Strona:A. Kuprin - Szał namiętności.djvu/90

Z Wikiźródeł, wolnej biblioteki
Ta strona została przepisana.

prosić panią koniecznie o wybranie mnie.
Lidoczka wąchała kwiaty, spojrzała na mnie: z podełba i spytała:
— I mogę we wszystkiem polegać na panu, jak na wiernym przyjacielu? Ach, jakież by to była w rzeczy samej szczęście; niema nic świętszego i bezinteresowniejszego nad przyjaźń!
Widocznie Lidoczka zauważyła moje wyciągnięte z rozczarowaniem usta i zlitowała się nade mną. Nie wiedziała, rozumie się, jak bezinteresowne przyjaciółki-kobiety despotycznie postępują z przyjaciółmi-mężczyznami. Pospieszyłem dać jej cały dziesiątek najwymowniejszych zapewnień. Na swoje nieszczęście, zaczynałem już rozumieć, gdzie się kieruje sprawa.

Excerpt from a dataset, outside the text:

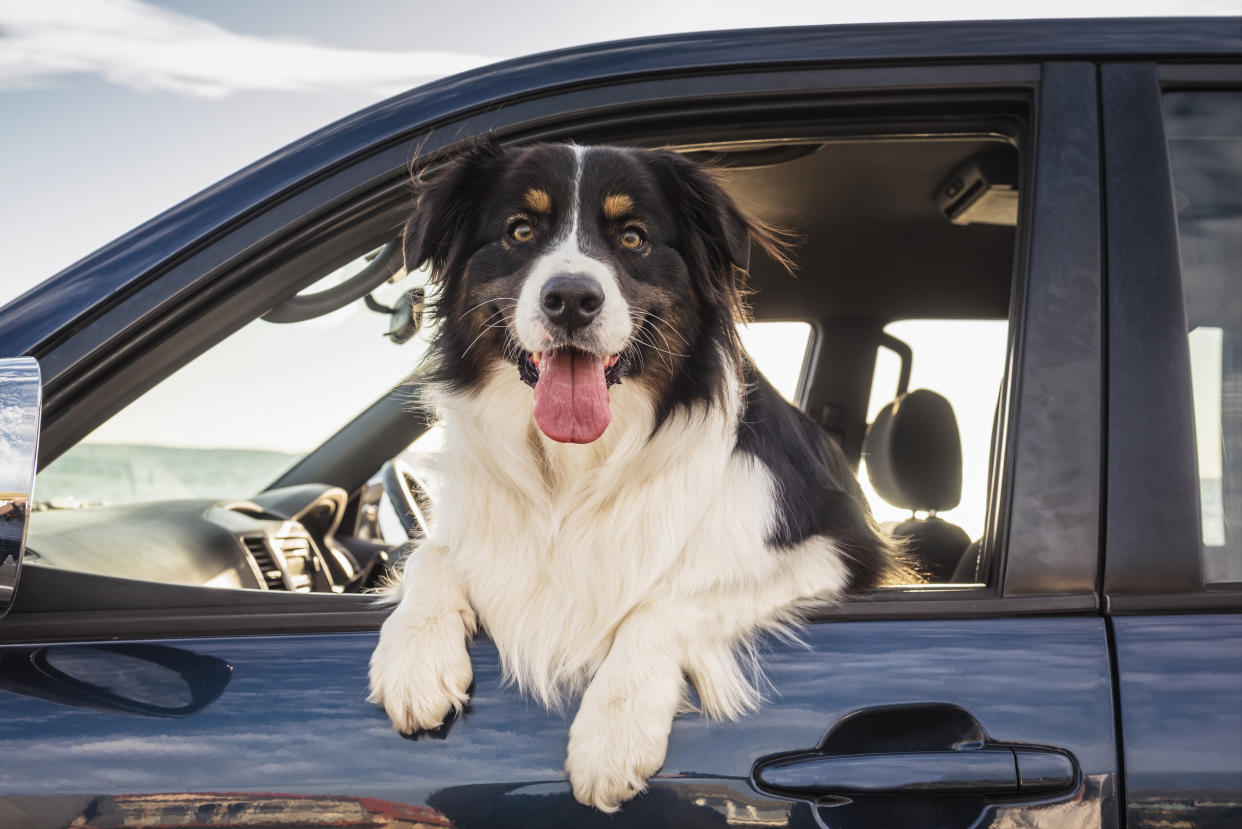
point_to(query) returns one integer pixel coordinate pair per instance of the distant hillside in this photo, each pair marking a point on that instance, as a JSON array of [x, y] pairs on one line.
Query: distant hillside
[[121, 472]]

— Jeżeli tak, to pan może mi okazać wielką przysługę. Zdecydowałam oddać się w zupełności teatrowi: Niech to, zresztą, pozostanie tymczasem tylko między nami. Rozumie się, przedewszystkiem muszę się uczyć i uczyć, wiem o tem, i oto dlatego koniecznie potrzebny mi jest doświadczony i surowy kierownik. Niech pan znajdzie mi dobrego profesora i zasłuży pan na wieczną wdzięczność moją...

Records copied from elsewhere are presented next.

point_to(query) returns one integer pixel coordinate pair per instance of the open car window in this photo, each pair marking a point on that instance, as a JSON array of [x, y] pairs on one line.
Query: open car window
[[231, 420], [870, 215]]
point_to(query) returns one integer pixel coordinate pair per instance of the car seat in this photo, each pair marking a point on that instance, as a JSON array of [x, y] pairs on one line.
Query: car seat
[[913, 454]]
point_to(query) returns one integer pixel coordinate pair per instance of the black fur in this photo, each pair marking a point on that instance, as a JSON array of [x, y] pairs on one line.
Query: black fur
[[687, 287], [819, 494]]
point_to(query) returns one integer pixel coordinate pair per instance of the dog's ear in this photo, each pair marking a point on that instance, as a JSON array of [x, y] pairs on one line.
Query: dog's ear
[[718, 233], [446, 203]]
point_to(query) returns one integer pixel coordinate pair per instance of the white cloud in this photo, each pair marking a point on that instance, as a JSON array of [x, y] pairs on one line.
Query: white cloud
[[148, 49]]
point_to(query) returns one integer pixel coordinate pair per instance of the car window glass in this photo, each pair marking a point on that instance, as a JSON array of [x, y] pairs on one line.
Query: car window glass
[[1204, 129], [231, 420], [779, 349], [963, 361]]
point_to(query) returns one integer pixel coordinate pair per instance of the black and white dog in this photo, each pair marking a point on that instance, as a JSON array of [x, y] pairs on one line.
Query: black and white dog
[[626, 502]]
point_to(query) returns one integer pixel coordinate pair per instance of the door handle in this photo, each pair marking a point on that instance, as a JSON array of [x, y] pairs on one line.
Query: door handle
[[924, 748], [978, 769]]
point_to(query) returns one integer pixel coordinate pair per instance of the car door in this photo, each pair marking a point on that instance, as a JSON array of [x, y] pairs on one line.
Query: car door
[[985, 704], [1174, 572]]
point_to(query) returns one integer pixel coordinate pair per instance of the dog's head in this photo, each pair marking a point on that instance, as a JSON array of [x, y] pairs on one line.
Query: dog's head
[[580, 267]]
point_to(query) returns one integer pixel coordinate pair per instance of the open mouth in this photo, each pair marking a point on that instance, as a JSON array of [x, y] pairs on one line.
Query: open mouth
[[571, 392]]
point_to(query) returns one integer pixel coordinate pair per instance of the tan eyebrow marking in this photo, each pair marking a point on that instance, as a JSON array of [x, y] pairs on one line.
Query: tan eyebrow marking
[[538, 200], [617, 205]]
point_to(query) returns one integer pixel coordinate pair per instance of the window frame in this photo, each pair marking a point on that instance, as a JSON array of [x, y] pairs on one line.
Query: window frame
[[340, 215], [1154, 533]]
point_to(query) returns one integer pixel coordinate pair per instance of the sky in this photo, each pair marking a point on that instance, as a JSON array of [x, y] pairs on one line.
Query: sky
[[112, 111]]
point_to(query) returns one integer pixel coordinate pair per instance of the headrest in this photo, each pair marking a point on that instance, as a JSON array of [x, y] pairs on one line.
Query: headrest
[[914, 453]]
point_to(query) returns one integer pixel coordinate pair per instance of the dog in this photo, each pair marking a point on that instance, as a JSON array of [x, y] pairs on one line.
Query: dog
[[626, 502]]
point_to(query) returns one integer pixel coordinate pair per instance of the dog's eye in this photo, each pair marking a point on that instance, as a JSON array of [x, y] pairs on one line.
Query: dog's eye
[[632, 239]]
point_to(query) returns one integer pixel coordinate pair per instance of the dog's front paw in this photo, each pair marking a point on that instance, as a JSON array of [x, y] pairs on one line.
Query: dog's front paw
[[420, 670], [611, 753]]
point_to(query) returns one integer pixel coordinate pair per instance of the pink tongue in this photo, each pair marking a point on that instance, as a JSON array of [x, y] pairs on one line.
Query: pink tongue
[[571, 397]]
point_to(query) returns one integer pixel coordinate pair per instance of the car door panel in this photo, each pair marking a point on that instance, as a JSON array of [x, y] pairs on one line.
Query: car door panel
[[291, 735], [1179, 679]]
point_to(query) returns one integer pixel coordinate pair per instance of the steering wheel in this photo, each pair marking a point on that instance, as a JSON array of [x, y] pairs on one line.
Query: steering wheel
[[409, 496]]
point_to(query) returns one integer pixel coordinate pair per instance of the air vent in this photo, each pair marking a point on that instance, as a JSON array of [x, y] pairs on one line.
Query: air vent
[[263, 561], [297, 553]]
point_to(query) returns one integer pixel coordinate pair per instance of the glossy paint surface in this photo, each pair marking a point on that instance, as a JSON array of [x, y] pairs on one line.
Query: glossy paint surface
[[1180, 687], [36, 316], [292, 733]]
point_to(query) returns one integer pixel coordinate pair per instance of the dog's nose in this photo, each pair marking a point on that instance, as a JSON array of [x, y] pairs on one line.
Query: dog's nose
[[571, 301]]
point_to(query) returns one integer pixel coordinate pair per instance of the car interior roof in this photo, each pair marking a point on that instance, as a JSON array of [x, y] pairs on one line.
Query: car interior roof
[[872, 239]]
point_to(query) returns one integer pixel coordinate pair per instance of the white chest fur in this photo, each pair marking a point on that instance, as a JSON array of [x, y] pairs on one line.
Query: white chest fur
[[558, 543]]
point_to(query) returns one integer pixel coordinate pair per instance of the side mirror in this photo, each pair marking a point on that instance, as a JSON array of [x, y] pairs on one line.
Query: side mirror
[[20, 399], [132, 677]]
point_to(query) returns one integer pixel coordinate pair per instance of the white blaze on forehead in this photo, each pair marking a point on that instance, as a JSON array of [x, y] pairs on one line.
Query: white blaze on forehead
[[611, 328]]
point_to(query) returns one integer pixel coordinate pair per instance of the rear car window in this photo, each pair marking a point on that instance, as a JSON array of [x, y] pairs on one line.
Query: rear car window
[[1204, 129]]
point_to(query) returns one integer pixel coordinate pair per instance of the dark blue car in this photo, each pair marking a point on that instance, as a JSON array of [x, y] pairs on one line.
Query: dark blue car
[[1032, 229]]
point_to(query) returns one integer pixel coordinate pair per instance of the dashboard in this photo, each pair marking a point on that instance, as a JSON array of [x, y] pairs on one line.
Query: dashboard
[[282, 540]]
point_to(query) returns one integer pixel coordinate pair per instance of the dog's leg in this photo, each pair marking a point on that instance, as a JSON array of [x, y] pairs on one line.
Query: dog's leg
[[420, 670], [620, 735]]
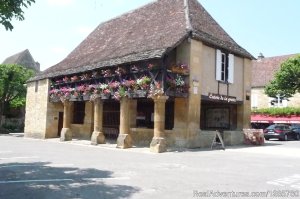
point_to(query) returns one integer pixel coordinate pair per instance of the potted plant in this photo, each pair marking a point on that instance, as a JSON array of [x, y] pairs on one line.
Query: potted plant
[[155, 90], [120, 71], [54, 95], [74, 78]]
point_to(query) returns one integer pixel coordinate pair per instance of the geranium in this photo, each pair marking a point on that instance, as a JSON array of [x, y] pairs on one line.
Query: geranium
[[155, 90], [66, 79], [74, 78], [114, 85], [120, 71], [143, 82], [179, 81], [106, 73]]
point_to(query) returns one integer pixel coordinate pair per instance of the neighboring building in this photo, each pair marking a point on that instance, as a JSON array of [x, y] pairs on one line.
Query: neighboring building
[[23, 58], [199, 82], [263, 71]]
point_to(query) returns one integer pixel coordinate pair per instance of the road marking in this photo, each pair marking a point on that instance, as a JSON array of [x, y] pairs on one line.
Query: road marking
[[29, 157], [1, 152], [58, 165], [16, 166], [25, 181], [292, 181], [61, 180]]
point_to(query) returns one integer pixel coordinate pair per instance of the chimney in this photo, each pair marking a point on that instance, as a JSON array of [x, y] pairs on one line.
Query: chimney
[[260, 56]]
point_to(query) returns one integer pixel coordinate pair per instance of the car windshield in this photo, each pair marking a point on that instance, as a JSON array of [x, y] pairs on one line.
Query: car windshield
[[271, 127]]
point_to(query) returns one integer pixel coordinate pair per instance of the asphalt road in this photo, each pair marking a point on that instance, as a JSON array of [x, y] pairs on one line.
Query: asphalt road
[[49, 169]]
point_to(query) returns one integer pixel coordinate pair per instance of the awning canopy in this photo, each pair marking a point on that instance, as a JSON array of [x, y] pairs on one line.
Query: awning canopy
[[274, 119]]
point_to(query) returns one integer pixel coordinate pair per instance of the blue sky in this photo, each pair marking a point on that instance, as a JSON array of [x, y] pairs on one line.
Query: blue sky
[[53, 28]]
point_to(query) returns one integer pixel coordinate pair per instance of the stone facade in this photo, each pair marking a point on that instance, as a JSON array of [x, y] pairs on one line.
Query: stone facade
[[42, 116]]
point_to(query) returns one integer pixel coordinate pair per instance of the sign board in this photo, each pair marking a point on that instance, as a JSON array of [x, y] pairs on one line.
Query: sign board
[[223, 98], [217, 141]]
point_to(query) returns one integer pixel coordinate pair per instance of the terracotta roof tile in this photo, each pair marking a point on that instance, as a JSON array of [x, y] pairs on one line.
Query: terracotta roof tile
[[145, 33], [263, 70]]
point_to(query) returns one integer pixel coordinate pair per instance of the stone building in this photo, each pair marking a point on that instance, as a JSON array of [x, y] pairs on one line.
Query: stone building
[[164, 75], [263, 71]]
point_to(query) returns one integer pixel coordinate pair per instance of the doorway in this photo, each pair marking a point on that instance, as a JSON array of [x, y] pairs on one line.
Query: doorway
[[60, 122]]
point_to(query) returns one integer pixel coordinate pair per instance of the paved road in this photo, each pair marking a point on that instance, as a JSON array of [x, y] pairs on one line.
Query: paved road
[[44, 169]]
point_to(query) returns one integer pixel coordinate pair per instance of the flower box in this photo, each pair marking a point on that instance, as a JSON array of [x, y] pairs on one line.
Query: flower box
[[105, 96], [54, 99], [74, 98], [86, 97], [141, 93]]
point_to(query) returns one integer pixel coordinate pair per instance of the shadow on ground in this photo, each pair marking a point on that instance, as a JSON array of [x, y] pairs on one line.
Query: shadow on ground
[[37, 180]]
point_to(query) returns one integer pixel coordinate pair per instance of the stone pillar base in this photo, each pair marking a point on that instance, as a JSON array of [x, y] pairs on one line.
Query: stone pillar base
[[97, 138], [158, 145], [65, 135], [124, 141]]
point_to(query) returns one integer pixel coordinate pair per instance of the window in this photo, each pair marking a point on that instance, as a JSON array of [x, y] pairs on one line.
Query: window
[[79, 112], [224, 67]]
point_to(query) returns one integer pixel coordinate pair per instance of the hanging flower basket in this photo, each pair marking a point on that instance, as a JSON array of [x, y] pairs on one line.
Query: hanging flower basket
[[130, 94], [74, 98], [141, 93], [105, 95], [54, 99], [170, 93], [86, 97]]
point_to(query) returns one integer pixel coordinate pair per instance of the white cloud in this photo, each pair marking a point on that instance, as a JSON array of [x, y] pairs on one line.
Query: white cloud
[[59, 50], [60, 2], [85, 30]]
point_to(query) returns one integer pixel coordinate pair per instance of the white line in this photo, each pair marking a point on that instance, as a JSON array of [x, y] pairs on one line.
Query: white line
[[16, 166], [59, 165], [25, 181], [29, 157], [61, 180], [5, 152]]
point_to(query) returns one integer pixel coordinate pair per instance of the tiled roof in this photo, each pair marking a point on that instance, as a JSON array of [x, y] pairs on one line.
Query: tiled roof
[[145, 33], [23, 58], [264, 69]]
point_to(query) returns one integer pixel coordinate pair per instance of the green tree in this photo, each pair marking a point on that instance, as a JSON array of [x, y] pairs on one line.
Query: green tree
[[287, 79], [13, 85], [10, 9]]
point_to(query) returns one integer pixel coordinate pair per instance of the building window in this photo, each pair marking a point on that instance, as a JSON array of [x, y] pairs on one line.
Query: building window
[[36, 87], [79, 112], [224, 67]]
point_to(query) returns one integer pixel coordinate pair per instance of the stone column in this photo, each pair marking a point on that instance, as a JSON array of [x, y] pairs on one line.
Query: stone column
[[98, 136], [124, 139], [66, 133], [158, 143]]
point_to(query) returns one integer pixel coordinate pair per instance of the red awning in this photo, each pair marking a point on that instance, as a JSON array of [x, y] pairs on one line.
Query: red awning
[[274, 119]]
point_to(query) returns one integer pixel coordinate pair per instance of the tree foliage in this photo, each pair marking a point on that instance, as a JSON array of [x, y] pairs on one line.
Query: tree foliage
[[287, 80], [12, 9], [12, 85]]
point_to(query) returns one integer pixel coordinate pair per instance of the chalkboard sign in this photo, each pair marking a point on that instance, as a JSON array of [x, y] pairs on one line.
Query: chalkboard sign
[[217, 141]]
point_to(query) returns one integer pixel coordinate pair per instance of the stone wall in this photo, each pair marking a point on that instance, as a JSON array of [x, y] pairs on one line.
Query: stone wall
[[36, 109], [84, 131]]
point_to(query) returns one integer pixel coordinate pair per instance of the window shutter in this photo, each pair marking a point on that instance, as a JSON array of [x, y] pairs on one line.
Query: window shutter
[[230, 68], [218, 65]]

— Lecz jakżeż, Lidjo Michajłowno. — próbowałem odrzec: wszak pani wiadomo, że u nas tu nie tylko profesora...
— Wiem, wiem, — przerwała niecierpliwie Lidoczka: wszystko to już obmyśliłam. Niech pan powie, czy prawda, że w tych dniach wybiega pan do Moskwy?